Abstract 2984: Impact of the Metabolic Syndrome on Stroke in Patients Following Surgical and Percutaneous Complete Revascularization Over a 11-Year Follow-up Period
Background: The prevalence of metabolic syndrome (MS), regarded as an important risk factor for coronary artery disease (CAD), is growing. However, the relationship between MS and stroke, particularly in patients with CAD remains unknown. Therefore, we investigated the impact of the MS on stroke in patients who underwent surgical and percutaneous complete revascularization.

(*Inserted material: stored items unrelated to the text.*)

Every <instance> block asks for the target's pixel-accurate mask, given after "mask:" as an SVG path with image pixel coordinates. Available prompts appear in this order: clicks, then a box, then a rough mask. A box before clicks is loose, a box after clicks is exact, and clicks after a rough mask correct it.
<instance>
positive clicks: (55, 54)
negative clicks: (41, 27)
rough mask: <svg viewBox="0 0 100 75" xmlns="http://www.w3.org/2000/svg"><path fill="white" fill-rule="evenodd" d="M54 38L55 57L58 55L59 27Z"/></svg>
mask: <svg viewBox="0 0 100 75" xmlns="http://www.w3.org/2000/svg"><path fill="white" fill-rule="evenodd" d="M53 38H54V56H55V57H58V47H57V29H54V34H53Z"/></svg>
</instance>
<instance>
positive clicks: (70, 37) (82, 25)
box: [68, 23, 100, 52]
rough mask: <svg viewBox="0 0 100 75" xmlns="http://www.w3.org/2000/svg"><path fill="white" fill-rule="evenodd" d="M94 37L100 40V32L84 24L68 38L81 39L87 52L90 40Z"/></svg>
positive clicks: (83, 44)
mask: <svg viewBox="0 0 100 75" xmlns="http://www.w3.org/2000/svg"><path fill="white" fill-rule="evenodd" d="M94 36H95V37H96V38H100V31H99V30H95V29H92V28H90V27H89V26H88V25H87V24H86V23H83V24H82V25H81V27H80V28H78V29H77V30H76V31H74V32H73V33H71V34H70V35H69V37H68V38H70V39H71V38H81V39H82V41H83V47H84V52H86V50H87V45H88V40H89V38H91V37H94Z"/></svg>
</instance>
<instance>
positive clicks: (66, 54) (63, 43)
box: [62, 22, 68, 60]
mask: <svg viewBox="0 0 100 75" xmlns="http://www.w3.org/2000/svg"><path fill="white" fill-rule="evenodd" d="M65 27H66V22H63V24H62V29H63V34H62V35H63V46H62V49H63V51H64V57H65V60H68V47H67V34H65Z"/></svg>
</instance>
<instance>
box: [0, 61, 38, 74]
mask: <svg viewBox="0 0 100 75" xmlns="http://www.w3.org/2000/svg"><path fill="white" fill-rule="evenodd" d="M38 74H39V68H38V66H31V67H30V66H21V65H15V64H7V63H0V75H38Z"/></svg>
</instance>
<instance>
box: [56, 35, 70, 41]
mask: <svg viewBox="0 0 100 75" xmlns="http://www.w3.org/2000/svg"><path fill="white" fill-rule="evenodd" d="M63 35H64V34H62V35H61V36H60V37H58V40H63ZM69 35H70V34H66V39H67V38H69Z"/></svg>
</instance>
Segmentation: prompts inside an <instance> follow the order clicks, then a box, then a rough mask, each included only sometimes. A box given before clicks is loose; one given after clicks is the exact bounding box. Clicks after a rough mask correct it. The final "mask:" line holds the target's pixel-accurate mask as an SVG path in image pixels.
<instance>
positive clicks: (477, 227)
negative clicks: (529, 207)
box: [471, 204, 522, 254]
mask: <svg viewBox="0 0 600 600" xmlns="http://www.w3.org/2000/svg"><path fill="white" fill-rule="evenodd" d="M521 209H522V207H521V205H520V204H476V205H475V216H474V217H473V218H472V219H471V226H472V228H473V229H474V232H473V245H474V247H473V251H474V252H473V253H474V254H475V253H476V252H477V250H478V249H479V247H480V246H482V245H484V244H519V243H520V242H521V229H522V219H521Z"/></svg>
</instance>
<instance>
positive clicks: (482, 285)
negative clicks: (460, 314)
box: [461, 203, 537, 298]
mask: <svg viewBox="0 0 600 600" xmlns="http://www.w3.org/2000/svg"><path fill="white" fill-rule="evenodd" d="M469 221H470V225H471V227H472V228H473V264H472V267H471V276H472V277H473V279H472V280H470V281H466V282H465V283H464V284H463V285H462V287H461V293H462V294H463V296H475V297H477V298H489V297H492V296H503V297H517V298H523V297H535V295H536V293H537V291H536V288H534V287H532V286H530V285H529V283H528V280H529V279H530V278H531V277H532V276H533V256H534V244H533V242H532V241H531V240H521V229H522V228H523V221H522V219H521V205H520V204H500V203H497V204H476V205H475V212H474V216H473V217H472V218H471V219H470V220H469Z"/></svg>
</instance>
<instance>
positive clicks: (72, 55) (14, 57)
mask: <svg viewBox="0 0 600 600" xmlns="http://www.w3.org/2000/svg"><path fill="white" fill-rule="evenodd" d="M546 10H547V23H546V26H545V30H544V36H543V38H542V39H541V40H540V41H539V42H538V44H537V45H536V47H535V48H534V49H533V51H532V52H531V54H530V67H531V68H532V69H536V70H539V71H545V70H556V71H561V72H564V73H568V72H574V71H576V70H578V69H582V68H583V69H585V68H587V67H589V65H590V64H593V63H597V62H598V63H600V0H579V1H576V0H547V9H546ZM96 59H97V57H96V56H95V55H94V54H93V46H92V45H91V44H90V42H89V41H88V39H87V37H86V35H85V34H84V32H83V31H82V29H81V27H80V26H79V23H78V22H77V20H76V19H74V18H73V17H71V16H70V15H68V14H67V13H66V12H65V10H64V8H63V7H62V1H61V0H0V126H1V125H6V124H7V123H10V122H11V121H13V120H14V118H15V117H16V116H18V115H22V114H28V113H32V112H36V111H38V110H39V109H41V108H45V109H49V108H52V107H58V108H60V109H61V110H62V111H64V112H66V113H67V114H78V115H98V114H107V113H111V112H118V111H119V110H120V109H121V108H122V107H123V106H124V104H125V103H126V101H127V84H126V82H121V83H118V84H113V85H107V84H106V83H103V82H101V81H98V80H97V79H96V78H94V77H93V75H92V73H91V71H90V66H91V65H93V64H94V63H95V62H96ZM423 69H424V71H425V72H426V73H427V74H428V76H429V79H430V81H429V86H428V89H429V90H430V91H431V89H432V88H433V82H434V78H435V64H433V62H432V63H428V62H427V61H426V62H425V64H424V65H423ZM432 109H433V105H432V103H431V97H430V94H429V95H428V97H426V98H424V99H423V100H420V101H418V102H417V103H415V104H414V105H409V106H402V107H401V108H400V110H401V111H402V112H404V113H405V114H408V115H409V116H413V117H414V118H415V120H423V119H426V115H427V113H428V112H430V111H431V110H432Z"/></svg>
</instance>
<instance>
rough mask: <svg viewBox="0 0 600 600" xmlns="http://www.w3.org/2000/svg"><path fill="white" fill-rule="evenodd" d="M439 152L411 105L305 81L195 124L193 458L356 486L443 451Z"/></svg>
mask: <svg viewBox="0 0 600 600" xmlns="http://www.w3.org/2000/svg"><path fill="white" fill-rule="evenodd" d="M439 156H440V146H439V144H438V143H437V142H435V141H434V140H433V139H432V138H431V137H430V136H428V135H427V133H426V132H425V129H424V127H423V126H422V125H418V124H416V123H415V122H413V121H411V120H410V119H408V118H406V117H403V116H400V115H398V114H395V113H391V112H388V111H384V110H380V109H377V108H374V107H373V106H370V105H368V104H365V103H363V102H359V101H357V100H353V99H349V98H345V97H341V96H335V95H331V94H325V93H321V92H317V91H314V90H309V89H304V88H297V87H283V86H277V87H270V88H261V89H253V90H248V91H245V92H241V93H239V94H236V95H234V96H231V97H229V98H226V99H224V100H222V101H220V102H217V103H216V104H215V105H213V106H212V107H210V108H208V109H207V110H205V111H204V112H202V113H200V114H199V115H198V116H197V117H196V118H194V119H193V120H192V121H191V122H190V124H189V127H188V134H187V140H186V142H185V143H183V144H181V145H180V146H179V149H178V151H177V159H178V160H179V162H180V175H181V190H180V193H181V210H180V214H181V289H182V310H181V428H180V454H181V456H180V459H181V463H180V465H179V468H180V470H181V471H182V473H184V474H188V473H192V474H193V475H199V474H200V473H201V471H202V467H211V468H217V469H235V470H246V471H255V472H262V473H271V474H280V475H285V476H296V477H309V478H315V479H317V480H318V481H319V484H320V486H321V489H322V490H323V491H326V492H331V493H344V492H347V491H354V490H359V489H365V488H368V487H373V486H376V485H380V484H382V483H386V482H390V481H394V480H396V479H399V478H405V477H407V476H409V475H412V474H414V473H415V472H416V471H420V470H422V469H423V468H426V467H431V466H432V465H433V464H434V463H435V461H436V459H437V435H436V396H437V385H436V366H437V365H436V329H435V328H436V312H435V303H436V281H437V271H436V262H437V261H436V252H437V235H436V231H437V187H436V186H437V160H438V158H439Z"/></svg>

Methods: 1836 consecutive patients who underwent complete revascular-ization (653 patients; PCI and 1183 patients; CABG) from 1984 to 1992. Patients were categorized by the presence or absence of MS using the NCEP-ATPIII definition (for obesity we used a body mass index ≥ 25kg/m2). Multivariate Cox proportional hazards regression were used for adjusted (adjusted for age, gender, smoking history, previous myocardial or cerebral infarction, atrial fibrillation, kidney failure, presentation of acute coronary syndrome, LDL cholesterol level, left ventricular ejection fraction, vessel disease, revascularization procedure) analyses for incidence of stroke (fatal and non-fatal).
Results: The progress of 826 (45.0%) patients with MS and 1010 (55.0%) patients without MS was analyzed. The mean follow-up was 11.4 ± 2.9 years. Overall, there were 130 (7.1 %) stroke, and the incidence of stroke was significantly higher in the MS group than that in the no MS group (8.2% vs. 6.1%, HR 1.44; 95%CI 1.02–2.05; P = 0.038).
Conclusion: The presence of MS significantly increased the risks of subsequent incidence of stroke among patients who underwent complete revascularization.